Expositor's Dictionary of TextsExpositor's Dictionary

- Judges

by Editor - William Robertson Nicoll

Introduction to Judges Deliverances

The book of Judges historically covers the period from the conquest of the land and the death of Joshua to the judgeship of Samuel and the introduction of the monarchy. The chronological history of the book ends with chapter 16, which connects naturally with the first book of Samuel. That history properly begins in chapter 3. The book has three divisions: Conditions after Joshua (1-3:6); the Period of the Judges (3:7-16); Appendix (17-21).

I. Conditions after Joshua. The first act of the people after the death of Joshua was that of seeking to know the will of God as to who should commence the final work of conquest.

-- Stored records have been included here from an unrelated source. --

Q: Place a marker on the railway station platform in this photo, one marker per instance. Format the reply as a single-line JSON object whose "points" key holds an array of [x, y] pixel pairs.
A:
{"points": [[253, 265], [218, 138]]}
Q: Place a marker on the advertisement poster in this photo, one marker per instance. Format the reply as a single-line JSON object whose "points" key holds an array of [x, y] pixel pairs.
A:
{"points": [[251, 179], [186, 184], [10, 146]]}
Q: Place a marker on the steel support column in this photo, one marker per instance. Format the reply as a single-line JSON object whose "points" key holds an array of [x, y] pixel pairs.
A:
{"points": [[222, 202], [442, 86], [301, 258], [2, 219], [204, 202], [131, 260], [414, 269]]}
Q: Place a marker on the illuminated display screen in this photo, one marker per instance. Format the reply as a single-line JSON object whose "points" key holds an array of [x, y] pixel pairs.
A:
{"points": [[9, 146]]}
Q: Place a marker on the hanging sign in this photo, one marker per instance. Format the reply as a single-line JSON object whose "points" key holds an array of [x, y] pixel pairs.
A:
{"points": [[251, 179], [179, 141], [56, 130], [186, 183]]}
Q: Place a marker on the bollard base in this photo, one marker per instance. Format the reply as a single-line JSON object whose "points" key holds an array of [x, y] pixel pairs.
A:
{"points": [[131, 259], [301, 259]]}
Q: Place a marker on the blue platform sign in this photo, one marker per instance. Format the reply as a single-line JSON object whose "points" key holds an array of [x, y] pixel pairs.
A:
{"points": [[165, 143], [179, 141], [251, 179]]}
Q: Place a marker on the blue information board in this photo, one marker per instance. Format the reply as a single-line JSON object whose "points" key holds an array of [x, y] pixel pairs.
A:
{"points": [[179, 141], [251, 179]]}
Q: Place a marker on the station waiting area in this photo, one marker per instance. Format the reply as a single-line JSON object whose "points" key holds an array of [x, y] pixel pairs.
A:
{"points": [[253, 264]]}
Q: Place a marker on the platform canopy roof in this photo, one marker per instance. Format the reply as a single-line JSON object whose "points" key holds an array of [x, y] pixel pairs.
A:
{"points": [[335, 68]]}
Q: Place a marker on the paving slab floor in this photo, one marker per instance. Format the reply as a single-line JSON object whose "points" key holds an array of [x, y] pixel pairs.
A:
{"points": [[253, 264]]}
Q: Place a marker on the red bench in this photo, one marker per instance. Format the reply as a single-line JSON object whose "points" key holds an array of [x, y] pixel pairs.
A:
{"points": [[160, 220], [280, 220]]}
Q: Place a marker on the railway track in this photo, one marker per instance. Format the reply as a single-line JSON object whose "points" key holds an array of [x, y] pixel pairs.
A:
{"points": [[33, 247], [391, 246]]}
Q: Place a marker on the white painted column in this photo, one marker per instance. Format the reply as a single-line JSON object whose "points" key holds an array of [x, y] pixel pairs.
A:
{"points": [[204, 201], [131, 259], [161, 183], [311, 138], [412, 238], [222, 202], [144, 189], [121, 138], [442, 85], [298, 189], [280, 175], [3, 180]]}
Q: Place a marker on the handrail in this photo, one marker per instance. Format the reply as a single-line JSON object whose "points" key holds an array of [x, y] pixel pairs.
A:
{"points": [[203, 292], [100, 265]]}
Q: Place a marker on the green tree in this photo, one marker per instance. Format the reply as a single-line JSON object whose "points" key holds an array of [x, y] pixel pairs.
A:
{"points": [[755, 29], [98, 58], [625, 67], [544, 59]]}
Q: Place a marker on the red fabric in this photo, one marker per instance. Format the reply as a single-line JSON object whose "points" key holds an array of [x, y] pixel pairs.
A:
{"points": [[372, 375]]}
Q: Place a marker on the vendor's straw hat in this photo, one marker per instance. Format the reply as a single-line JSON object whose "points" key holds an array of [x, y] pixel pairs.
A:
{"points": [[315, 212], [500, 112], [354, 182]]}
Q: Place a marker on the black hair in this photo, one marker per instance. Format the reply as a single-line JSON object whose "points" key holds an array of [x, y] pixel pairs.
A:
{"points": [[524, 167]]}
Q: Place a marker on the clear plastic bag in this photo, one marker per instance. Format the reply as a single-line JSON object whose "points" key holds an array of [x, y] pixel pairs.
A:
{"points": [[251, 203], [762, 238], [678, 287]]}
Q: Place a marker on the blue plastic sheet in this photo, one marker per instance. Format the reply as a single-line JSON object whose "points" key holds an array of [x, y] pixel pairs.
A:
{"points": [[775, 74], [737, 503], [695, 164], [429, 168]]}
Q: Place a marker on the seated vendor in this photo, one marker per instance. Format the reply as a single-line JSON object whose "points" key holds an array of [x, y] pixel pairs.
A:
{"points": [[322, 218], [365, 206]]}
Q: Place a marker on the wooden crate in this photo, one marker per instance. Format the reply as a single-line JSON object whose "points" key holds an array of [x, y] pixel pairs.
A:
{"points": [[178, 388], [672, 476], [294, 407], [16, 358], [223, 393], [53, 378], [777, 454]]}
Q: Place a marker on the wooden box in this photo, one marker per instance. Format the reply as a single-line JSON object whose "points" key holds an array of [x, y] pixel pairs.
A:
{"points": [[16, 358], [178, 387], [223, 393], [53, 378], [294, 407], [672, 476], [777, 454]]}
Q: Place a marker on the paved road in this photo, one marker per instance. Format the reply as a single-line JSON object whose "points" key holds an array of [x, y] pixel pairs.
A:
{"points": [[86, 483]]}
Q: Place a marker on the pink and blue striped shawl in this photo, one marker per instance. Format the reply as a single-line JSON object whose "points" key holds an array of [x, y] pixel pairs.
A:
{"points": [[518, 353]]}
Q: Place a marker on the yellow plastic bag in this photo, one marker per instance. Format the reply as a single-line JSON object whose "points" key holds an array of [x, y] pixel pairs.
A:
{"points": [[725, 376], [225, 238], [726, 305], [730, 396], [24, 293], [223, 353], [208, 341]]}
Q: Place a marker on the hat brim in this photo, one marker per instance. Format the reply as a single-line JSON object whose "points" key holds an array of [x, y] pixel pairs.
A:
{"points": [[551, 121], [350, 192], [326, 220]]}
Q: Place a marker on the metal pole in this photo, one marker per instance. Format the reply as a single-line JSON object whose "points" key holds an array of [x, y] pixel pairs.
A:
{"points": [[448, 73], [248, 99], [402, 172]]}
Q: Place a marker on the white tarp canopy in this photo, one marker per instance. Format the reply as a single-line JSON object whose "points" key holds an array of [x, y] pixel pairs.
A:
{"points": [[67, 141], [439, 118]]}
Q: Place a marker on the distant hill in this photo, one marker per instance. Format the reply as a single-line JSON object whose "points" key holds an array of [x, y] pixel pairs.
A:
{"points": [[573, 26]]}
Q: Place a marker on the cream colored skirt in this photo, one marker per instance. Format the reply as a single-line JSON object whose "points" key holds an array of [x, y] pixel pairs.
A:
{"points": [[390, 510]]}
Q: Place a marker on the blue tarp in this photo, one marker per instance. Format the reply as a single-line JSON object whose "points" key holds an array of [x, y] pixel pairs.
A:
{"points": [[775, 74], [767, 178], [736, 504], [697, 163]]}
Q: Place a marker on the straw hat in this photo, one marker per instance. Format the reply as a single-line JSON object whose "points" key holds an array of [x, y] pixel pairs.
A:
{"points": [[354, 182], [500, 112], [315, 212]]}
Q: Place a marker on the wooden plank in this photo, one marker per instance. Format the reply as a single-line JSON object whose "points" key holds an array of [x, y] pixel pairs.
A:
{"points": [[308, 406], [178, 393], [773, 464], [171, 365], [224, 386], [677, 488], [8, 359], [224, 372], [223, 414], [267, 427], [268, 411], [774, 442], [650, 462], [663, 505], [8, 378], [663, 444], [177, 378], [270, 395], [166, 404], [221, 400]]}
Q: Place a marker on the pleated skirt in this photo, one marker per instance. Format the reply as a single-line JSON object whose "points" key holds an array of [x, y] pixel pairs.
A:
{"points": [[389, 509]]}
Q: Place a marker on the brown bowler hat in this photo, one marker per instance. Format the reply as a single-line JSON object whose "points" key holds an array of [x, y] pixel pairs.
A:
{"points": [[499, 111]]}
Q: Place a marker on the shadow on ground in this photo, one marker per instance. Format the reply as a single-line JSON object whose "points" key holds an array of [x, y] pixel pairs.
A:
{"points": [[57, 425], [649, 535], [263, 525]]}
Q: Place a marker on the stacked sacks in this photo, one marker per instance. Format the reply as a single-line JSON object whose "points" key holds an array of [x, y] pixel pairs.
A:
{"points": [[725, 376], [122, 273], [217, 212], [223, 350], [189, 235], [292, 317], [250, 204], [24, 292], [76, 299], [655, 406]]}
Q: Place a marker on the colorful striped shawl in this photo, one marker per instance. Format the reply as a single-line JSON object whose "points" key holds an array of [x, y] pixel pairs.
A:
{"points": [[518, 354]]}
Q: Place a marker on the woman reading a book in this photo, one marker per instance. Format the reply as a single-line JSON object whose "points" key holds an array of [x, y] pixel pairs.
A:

Judah, the kingly tribe, was appointed. The story is told of the coming of the messenger from Gilgal. A brief retrospect follows of the condition of affairs under Joshua, and then a synopsis of the history which is to be set out in greater detail.

II. The Period of the Judges. This division of the book contains the story of seven consecutive failures, punishments and deliverances and details the history of Israel under the seven judges. Here ends the history of the book. It is taken up again in the first book of Samuel. The remaining chapters and the book of Ruth have their chronological place in the period already dealt with.

III. Appendix. The events here chronicled may have taken place closely following the death of Joshua. They give us a picture of the internal condition of the people, and it is most probable that they were added with that as the intention of the historian. G. Campbell Morgan, The Analysed Bible, p. 115.